Node+Path Persistence
Overview
Regardless of the particular technology chosen, the persistence design for an openEHR system must take account of the issues raised above: performance and queryability. A general (and quite common) design approach is available, namely the serialisation of subtrees of fine-grained data into "blobs" or strings (e.g. XML or similar). This is most likely to be required to some extent even in an object database, and is almost guaranteed to be needed in object/relational and relational systems. Some powerful variations on the serialisation approach are available with openEHR data than with other varieties, due to the type of paths available.
The following sections describe approaches that are useful with object/relational and relational back-ends.
Basic serialisation
In its simplest form, the serilialisation-into-blobs approach is used to serialise entire top-level information objects into single blobs and store them, a trivial exercise even with a normal relational database - requiring only one column. To provide some query ability, a number of other "indexing" columns are created for attribute values within the blobs which might typically be queried (based on indexes created on the remaining columns). A typical table using this approach might have less than 10 columns and be highly performant. However, there are two drawbacks. One is that the design is not very flexible. If a query needs access to a value not included in one of the special columns, the entire object blob has to be retrieved and deserialised - just to determine if it is in the candidate set for the query. Secondly, adding to or changing which attributes are queryable means changing the table design, and migrating the data.

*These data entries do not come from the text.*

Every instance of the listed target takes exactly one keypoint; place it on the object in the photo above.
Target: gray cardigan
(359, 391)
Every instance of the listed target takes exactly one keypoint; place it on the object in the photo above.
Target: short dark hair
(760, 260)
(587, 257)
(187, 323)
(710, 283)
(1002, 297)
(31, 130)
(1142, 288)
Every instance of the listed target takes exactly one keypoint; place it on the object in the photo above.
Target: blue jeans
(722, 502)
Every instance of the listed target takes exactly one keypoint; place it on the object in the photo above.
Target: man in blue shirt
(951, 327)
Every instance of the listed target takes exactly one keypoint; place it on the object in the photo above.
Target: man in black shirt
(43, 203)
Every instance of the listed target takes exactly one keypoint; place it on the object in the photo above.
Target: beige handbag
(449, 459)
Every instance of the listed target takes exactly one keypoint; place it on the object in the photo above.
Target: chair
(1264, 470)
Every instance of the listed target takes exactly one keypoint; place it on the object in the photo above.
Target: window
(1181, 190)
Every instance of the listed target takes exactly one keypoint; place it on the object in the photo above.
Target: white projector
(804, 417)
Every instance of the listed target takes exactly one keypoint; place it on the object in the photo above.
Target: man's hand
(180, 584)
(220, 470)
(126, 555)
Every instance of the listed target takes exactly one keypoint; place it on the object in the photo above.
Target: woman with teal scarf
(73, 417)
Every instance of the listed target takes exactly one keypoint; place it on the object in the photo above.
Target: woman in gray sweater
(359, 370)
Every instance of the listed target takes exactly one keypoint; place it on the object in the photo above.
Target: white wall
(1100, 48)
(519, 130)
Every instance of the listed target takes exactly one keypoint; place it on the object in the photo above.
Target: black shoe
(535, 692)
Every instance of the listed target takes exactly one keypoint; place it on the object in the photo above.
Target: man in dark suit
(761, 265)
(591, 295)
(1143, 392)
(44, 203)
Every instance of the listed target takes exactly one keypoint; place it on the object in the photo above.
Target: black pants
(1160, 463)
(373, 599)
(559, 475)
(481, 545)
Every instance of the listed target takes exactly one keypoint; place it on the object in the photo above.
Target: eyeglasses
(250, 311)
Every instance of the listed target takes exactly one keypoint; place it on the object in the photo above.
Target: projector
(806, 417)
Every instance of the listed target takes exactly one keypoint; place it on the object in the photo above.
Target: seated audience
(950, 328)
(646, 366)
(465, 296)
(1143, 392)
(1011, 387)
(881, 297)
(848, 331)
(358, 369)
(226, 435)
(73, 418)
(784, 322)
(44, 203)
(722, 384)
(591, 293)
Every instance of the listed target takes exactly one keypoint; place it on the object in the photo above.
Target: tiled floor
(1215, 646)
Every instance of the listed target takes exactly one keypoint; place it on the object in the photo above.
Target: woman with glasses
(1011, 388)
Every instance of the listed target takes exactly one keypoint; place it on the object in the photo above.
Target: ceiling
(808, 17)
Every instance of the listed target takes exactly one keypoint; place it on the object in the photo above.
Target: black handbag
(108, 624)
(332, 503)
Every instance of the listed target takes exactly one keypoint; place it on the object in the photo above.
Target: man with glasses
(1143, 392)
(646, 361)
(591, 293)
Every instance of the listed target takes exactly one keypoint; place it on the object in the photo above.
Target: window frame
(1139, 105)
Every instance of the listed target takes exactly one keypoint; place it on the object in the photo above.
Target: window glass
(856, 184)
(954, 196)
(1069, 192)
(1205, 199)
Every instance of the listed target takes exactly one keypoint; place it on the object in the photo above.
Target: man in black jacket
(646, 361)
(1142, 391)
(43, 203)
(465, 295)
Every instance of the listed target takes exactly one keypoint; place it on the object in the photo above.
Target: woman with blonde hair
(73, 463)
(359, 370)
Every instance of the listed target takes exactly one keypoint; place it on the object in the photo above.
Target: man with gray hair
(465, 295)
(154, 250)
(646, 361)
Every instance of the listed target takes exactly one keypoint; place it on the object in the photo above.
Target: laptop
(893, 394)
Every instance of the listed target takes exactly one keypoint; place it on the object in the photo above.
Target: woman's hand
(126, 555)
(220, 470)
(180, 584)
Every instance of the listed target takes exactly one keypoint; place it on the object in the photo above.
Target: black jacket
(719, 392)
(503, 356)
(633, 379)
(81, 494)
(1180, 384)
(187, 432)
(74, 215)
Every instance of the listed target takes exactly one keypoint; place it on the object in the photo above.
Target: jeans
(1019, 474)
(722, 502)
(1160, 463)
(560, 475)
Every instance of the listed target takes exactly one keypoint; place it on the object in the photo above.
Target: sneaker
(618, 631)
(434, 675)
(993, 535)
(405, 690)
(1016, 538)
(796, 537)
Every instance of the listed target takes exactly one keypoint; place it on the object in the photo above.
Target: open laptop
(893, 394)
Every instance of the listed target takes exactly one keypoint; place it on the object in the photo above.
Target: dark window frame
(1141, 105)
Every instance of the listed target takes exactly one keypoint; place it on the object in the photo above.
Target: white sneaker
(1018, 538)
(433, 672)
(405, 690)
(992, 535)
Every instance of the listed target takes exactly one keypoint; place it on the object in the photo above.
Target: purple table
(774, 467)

Nevertheless, this approach has been used in many products quite successfully. It is most suitable when the storage medium is a relational database and the types of queries are mostly known in advance. The following figure illustrates the approach.
Hybrid Serialisation
A first improvement on the above situation is to serialise some lower-level unit of each data hierarchy. In the openEHR case, an obvious candidate is the Entry level inside Compositions. If Entries are serialised into blobs and stored opaquely, but the containing Sections and Compositions stored transparently (requiring a certain amount of object-relational mapping), then queries that would normally interrogate the transparently stored items will work natively. One very common query in openEHR Compositions is for the event_context data - start and end time of the clinical event, legally responsible clinician, time, location etc - if this is stored transparently, then it will be directly queryable. However data stored below the Entry level (e.g. times in Observations, diagnoses in Evaluations) will be opaque, and still require some kind of special indexing columns.
Node+Path approach
The availability of semantic paths in openEHR data provides a generic way of improving the serialised-blob design. In this variant, all data nodes are serialised, and the path of each blob recorded next to it in a two-column table of <node path, serialised node value>, with an index on the path column. The paths need to be unique and sufficient for reconstituting the data on retrieval. The following diagram illustrates the path+node approach.
Fine-grained objects may still be a problem from the performance point of view, in which case the hybrid idea above can be applied in a different way: fine-grained subtrees are serialised to single blobs, with their entire path structure being recorded; higher nodes are serialised singly with single paths being recorded against them. The hybrid path+node approach looks as follows.
The path+node approach offers two particular advantages:
- the storage model no longer has anything to do with the object model; instead it is simple tabular data that can be stored very efficiently and easily in a relational database
- fine-grained nodes can be queried directly using paths extracted from templates and archetypes.
There are various details to be worked out in implementing this solution, including:
- ensuring uniqueness across all data; remember, archetype-based paths only provide uniqueness on a combination-of-archetypes basis. The full primary key for any given node is the tuple: <Version id, path>, where the Version id includes the GUID of the top-level object, plus which version. This can probably be simplified in an implementation where only the latest version is accessible in the main database view;
- fast parsing / comparison of paths;
- determining the right granularity for grouping in the hybrid variant;
- how to process complex queries, including how to cost sub-parts.
The node+path approach is a refinement of an earlier method described by Beale in 2001, in the original archetypes paper.